Mayville and the Striziches – Garrett is a first-year medical student, and Emily is an occupational therapist – settled on the issue of Medicaid expansion. It’s something Idaho has declined to do under the Affordable Care Act, but which would provide health coverage to up to 62,000 Idahoans who now fall into a coverage gap, because they make too much to qualify for Medicaid, but not enough to qualify to buy subsidized health insurance through Idaho’s state insurance exchange.
Mayville said polling shows Medicaid is popular across the country, and Idaho polls show strong citizen support for expanding it to close the coverage gap. Plus, he said, “It would actually save taxpayers money by doing it.”
If Idaho expands Medicaid, the federal government would cover 90 percent of the cost, tapping federal tax funds that Idahoans already pay. And current state programs to cover catastrophic medical bills for Idahoans who can’t pay wouldn’t need the millions in state and local taxes they now consume.
“Medicaid expansion would immediately start saving taxpayer money, and then in the medium term it would generate all kinds of economic benefits by bringing so many of our federal dollars back into Idaho,” Mayville said.
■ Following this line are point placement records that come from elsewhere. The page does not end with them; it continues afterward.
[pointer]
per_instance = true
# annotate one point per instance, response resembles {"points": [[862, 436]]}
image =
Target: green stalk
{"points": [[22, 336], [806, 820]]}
The three began driving a 1976, green-painted RV around the state to visit with Idahoans about Medicaid expansion and the coverage gap, and mobilized teams of volunteers. At least three-quarters of the signatures to qualify the measure for the ballot were collected by those volunteers.
The remainder were collected by paid signature-gatherers hired by the Fairness Project, a national advocacy group that worked on Maine’s Medicaid expansion initiative, heard about Idaho’s effort, and launched a parallel effort to the Reclaim Idaho push to help gather signatures, largely in four southern Idaho counties.
Mayville and his wife are now back in Sandpoint and looking into how to move back permanently.
He’s “overjoyed” by the progress so far on the voter initiative. He believes the group has turned in more than enough valid signatures to make the ballot; the final word will come by June 30, when county clerks around the state have finished verifying the signatures.
The issue, Mayville said, is one “that cuts across party lines and that you can really build a majority around. That was partly out of the experience of organizing the local levy, and going to the victory party and finding that half the people there were Republicans.”
Love said, “Luke is one of a kind. Luke has all the potential in the world to be a great political leader.”
“I think he has that quality because he’s been on the ground floor,” she said. “He has known what it’s like to be poor, and he’s known what it’s like to be hungry to better advance his knowledge. He’s just followed a wonderful pattern.”